La crainte est grande depuis le forcing intervenu à l’Assemblée avec le vote de cette révision presque clandestine autorisant le président à se succéder à lui-même, que personne ne soit plus en mesure de contrôler quoi que ce soit à la moindre alerte. La plupart des intellectuels, professeurs d’université affichant des titres pompeux d’agrégés, sont les mêmes qui en privé, assurent leurs interlocuteurs que le régime est foutu et qu’il ne tiendra plus longtemps. Non seulement ces mauvais génies se dédisent ainsi, mais encore ils préparent des plans alternatifs pour se sauver et mettre leurs familles à l’abri dans l’éventualité d’une explosion.

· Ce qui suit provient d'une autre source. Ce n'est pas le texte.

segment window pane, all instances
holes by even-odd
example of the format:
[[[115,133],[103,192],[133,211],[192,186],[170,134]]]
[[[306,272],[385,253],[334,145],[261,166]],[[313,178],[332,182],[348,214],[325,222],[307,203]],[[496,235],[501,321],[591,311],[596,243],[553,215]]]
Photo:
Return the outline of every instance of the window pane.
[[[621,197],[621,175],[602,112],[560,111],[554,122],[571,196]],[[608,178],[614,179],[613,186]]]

La seule chance qui restait au pays pour éviter le pire, répètent inlassablement les diplomates en poste à Yaoundé, c’était de remettre les pendules à l’heure d’une transition honnête et transparente à travers une consultation électorale libre et effectivement multipartiste ; or il vient de la gâcher en se remettant en scelle indéfiniment pour le pouvoir. C’est ce que les Camerounais ne peuvent pas accepter, et c’est qu’ils ne sont pas prêts à lui pardonner, y compris des intimes, et y compris des membres influents de sa propre tribus.
La démarche du Président est donc à tous les égards et pour tout le monde, de l’intérieur comme de l’extérieur, une faute, une faute aux conséquences les plus imprévisibles, et à tel point que l’avenir immédiat se décrit raisonnablement en ténèbres infinis./.